Statistics Canada
Symbol of the Government of Canada

Unionization

Archived Content

Information identified as archived is provided for reference, research or recordkeeping purposes. It is not subject to the Government of Canada Web Standards and has not been altered or updated since it was archived. Please contact us to request a format other than those available.

Full text in PDF format

Unionization rates in the first half of 2008 and 2009

Average paid employment (employees) during the first half of 2009 was 14.1 million, a decrease of 317,000 over the same period a year earlier (Table 1). The number of unionized employees also fell, by 72,000 (to 4.2 million). However, since union membership fell slightly less rapidly than employment, the unionization rate edged up from 29.4% in 2008 to 29.5% in 2009.

As men suffered disproportionately more losses in unionized jobs, their unionization rate fell to 28.2%. By contrast, the number of unionized women increased, bringing their rate to 30.8% in 2009. As a result, the gap in the rates between men and women widened further in 2009.

Private-sector employees lost a significant number of unionized jobs between 2008 and 2009. As a result, the unionization rate declined from 16.3% to 16.1% in the private sector, while the rate increased from 71.0% to 71.3% in the public sector.

As with overall job losses, losses in unionized jobs were concentrated among full-time jobs. However, unionization remained relatively stable among full-time workers at 31.0%. The unionization rate of part-time workers rose to 23.3% in 2009.

The unionization rate for permanent employees remained relatively stable at 29.8%, but increased to 27.7% for those in non-permanent jobs. Between 2008 and 2009, the unionization rate also rose in firms of all sizes, except those with 20 to 99 employees where the rate remained stable.

The provincial picture was more mixed (Chart A). Seven provinces recorded increases in their unionization rate, including those that had a relatively high rate to begin with. By contrast, unionization decreased in British Columbia, New Brunswick, and Canada's most populous province (Ontario).

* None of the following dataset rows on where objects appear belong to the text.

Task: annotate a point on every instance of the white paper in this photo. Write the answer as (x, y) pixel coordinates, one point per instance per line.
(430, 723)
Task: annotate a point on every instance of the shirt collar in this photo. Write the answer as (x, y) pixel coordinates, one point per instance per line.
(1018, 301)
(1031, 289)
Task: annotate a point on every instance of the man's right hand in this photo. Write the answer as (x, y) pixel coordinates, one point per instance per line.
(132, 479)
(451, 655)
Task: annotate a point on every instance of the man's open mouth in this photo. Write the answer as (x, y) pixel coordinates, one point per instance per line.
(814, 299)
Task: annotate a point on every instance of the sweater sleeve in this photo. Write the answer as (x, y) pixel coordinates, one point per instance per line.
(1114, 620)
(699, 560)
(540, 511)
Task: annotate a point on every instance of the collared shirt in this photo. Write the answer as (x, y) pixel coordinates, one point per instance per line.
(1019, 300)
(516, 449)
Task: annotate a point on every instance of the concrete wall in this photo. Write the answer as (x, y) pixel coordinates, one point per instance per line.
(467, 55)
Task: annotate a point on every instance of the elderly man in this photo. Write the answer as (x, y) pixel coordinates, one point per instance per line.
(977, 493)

Changes in unionization rates varied across industries. Notable declines were observed in utilities, in mining, oil and gas, and in manufacturing. Notable increases occurred in health care and social assistance; information and cultural; management, administrative and support; trade and agriculture (Chart B).

Changes in the unionization rate also varied across 10 major occupational groups (Chart C). Consistent with the industrial picture, unionization declined most in occupations unique to primary industries and among occupations unique to processing, manufacturing and utilities. The unionization rate also declined in social science, education and government occupations. Conversely, it rose in health occupations, and in art, culture, recreation and sport occupations. Changes in the unionization rate were more modest among other major occupational categories.

Finally, the number of employees who were not union members but were covered by a collective agreement averaged 300,000 in the first half of 2009, little changed from last year's total of 301,000.

2008 annual averages

Approximately 4.2 million employees (29.1%) belonged to a union in 2008 and another 304,000 (2.1%) were covered by a collective agreement (Table 2).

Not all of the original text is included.